Diferença entre Peptídeos e Pequenas Moléculas
Enquanto o GLP-1 oral já existente no mercado (semaglutida oral) exige condições estritas de jejum e grandes quantidades de potenciadores de absorção, o orforglipron, por ser uma "pequena molécula", interage diretamente com o receptor de GLP-1 de forma mais simples. Essa característica permite que o medicamento seja tomado sem as restrições rigorosas de ingestão de água ou alimentos que limitam a conveniência de outras opções orais atuais.
Resultados do Estudo de Fase II
Os resultados publicados no New England Journal of Medicine (NEJM) a partir de ensaios de fase II mostraram reduções de peso promissoras em adultos com obesidade ou sobrepeso. O estudo avaliou diferentes dosagens e demonstrou que a eficácia do orforglipron se aproxima da observada em terapias injetáveis de alta potência.

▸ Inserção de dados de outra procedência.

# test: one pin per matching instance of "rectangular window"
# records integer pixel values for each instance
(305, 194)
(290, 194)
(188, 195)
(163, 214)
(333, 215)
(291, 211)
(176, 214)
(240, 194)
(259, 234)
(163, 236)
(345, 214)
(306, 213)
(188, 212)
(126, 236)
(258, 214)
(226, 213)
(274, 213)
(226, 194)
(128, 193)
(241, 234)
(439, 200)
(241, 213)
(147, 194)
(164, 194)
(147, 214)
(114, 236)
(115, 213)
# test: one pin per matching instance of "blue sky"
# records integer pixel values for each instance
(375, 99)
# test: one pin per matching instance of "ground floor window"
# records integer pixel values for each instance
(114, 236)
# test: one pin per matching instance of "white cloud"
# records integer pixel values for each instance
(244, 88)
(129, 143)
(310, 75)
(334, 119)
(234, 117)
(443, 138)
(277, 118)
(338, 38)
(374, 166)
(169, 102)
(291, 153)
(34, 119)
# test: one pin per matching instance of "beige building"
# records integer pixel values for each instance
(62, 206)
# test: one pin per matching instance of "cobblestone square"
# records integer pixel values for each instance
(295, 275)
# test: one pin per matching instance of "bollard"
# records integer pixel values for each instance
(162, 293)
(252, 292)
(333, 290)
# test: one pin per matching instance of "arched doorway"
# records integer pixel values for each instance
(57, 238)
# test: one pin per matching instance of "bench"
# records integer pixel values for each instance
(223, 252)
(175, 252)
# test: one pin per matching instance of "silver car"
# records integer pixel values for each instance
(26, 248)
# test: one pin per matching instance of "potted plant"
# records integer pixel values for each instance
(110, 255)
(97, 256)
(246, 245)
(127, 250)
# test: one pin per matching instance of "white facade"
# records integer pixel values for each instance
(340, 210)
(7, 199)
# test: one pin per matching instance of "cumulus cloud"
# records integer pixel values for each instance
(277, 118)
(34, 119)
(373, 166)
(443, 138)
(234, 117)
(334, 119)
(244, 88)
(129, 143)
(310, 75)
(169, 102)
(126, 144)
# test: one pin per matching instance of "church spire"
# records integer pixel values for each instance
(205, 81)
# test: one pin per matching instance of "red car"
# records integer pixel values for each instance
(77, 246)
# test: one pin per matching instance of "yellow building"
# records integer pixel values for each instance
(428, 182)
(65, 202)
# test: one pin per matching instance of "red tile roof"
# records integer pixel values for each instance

O programa de fase III, denominado ATTAIN, está em curso para confirmar esses dados em populações maiores.
Limitações e Tolerabilidade
A principal barreira para o uso do orforglipron, assim como em toda a classe dos agonistas de GLP-1, é a tolerabilidade gastrointestinal. Náuseas, vômitos e constipação foram os eventos adversos mais frequentes, levando alguns participantes a descontinuarem o tratamento nos estudos iniciais. Não há garantias de que todos os pacientes tolerem as doses necessárias para a perda de peso. O medicamento aguarda aprovação de órgãos como FDA e Anvisa.
A transição para tratamentos orais eficazes pode aumentar significativamente a adesão dos pacientes. Contudo, a escolha entre comprimidos ou injeções deve ser sempre individualizada, considerando o perfil de tolerância e a eficácia clínica sob a gestão de um médico endocrinologista.